Des semaines à dormir repliée dans la voiture, j’ai le dos en quinconce et marche somnambulique en quête d’un banc où pouvoir allonger tout le corps. Quand Carola me parle de ce monastère, loin de la ville : en trouvant un vélo, ça pourrait le faire. C’est propre tu verras, la nuit tu peux descendre à la cuisine, le frigo est plein, on se sert quoi. Nous pédalons dans l’obscurité, longeant des immeubles plantés dans une mélasse sauvage. On met une heure pour arriver. Le monastère est splendide – si tu rentres, tu n’as pas le droit de sortir, elles ferment toujours le portail à clé. Les longs couloirs traversés de nuit, la partie du monastère orientée plein nord est interdite d’accès. Enfin nous trouvons la chambre, les serviettes pliées, le lit, la croix, la table. Une chaleur d’étuve : le rideau rouge, fenêtre plein sud, la moustiquaire agglutinée au chambranle. Je ne parviens pas à la soulever. Si tu l’ouvres, c’est les piqûres assurées. C’est infesté par ici. Je renonce, la fatigue viendra à bout de la chaleur. Les prières sont affichées au mur, les Laudes, l’Eucharistie, les Vêpres jusqu’aux Vigiles. Faudrait allumer le ventilateur, mais le laisser battre toute la nuit, ce gâchis d’électricité je n’ose pas, et finis par m’endormir. Dans la nuit, il doit être environ trois heures, je me réveille brutalement. Un air de forge est rentré dans ma gorge, de la sciure de bois, du métal éclaté, un organe charbonneux, une chose entière et compacte qui ne ressemble plus à de l’air. Une fumée âcre remplit la pièce, impossible d’ouvrir la bouche, je suffoque, une odeur caoutchouteuse s’insinue dans les sinus, le larynx, le blanc des yeux qui brûle, l’épiderme pique et gratte, une glaise, le visage, respirer, ouvrir, ouvrir, je débloque la moustiquaire de toutes mes forces, le ventilateur pleine balle, fait un circuit sur lui-même, des pas pressés tambourinent le carrelage, faut se réfugier dans les salles à l’arrière. Nous sommes de petits insectes greffés au mur de la cuisine, le corps plaqué contre ce qui éloigne des fenêtres et des portes. Tu te rends compte, dans certaines villes, tout l’été ils ont dû vivre ça, le ciel lourd et saumâtre, la brume épaisse recouvrant toute la ville. Je me suis endormie contre son épaule, aux Laudes il faisait meilleur, un vent marin avait eu raison de ce gouffre de malheur, grillant jusqu’aux derniers cheveux de la matière.
1969 signes.
Mots clés : image marquante de Vendée, Super U brûlé de La Tranche, décor de théâtre, souvenirs d’Avignon, Monastère Sainte-Claire, les prières sur la porte, l’amitié dans le feu, l’amitié dans la nuit, la vie du vent, la mer dernière, débris d’incendie, ce qui reste.
formidable !!!
merci tant Piero, l’enthousiasme est une pierre qui élève
magnifique texte, comme d’hab’
Ooh Catherine, c’est à chaque fois telle fusion de lire vos textes, j’y retourne tout de suite pour vous écrire
Un fragment si précieusement détaillé. Lorsque nous étions enfant, peut-être l’as-tu connue, il y avait à la télé le dimanche vers midi, « la séquence du spectateur ». C’était trois extraits de films. En te lisant, je retrouve ce goût pour le fragment d’histoire, où l’avant et l’après sont laissés à l’imagination du lecteur. Merci, donc, pour ce court voyage en enfance.

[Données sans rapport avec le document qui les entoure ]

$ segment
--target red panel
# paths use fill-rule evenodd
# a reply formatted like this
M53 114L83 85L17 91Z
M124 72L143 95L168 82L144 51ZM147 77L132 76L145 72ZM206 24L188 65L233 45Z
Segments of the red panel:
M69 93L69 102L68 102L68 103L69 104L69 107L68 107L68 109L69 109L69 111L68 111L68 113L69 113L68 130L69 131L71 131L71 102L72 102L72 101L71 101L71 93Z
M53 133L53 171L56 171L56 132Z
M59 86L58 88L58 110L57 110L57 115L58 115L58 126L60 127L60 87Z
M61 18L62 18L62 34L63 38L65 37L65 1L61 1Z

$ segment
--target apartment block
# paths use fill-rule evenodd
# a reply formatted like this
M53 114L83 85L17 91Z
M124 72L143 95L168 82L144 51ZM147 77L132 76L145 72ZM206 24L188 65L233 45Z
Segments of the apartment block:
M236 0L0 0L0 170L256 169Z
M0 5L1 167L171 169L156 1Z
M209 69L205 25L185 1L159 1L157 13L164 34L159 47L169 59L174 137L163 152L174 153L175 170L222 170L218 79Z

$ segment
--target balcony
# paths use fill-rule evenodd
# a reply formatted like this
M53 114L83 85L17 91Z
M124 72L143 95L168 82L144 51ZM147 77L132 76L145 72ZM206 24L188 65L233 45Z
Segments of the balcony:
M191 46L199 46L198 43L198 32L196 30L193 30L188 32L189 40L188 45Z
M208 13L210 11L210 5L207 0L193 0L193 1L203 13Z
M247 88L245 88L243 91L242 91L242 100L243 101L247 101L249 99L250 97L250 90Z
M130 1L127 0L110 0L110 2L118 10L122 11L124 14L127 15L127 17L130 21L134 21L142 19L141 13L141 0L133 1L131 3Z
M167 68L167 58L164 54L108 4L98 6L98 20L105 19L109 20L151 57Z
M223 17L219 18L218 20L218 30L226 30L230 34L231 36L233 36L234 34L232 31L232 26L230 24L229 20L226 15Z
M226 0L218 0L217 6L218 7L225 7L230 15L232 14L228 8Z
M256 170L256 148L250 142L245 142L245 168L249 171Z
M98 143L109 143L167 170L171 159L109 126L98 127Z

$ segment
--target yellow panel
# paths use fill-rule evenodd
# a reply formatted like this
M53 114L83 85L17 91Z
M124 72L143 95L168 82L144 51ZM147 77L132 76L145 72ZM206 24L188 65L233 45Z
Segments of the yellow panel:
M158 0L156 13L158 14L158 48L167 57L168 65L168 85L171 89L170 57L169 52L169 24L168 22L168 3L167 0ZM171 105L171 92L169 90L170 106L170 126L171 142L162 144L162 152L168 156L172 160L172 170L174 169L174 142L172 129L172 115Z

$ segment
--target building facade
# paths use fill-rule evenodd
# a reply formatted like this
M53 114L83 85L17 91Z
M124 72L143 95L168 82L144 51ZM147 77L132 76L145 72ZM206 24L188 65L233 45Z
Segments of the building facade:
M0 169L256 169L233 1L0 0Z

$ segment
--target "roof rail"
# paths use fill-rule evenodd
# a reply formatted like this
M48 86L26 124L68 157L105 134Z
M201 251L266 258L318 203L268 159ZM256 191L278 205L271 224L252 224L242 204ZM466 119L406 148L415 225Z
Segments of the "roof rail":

Merci grandement Jean-Luc, oui cela me dit vaguement quelque chose et je crois que j’aimais cela aussi, deviner les images non explorées, débrayer l’imaginaire, récolter de quoi, rêver du film à naître, un travail de scénariste en somme – force insoupçonnable des fragments !!
« L’air de forge » m’atteint, me touche, me brûle, me grille…
on vit cela avec toi
et bien sûr ce rapprochement du feu et de la canicule (je ne peux m’empêcher de penser à celle en particulier qui nous a éreintés cet été et qui me fait décamper de mes Cévennes d’ici la fin de l’année), ah ce « gouffre de malheur »…
Merci fort chère Françoise, j’imagine à tel point ce que vous avez dû vivre, la tristesse du grand départ, ce lieu mythique, jardins farouches, mais où l’eau manquait toujours, les verdures disparues, et regarder impuissant les ravages de la sécheresse, vous êtes Manon des terres raclées par le soleil, j’espère tant que vous retrouverez un nouveau lieu d’exil
Décrire à partir de ce ravage photographié une course, un abri rêvé, la réalité, incendie et canicule jusqu’à l’air marin et la sublime phrase finale. Merci, Françoise.
Chère Anne, revenir à vos fenêtres, ce que vous écrivez sur ce qui bouge secrètement dans l’inamovible, l’insecte impatient qui coopère désormais avec toutes les couleurs – si féroces soient-elles, et puis vaille que vaille, le désir d’être là simplement, comme un fruit qui pousse de travers dans un champ d’herbes sèches, ce goût d’éclore pour rien, juste pour fêter le jour qui tombe. M’en vais revenir à vos derniers textes – toujours tant de plaisir à vous lire
Magnifique texte !
Merci vivement chère Laure, c’est une sacrée expérience d’être amené à raconter ce qu’on n’a même pas pris le temps de révéler aux proches, soudain, des mois plus tard, tout revient… et plus précis… maintenant, vais de ce pas vous lire !!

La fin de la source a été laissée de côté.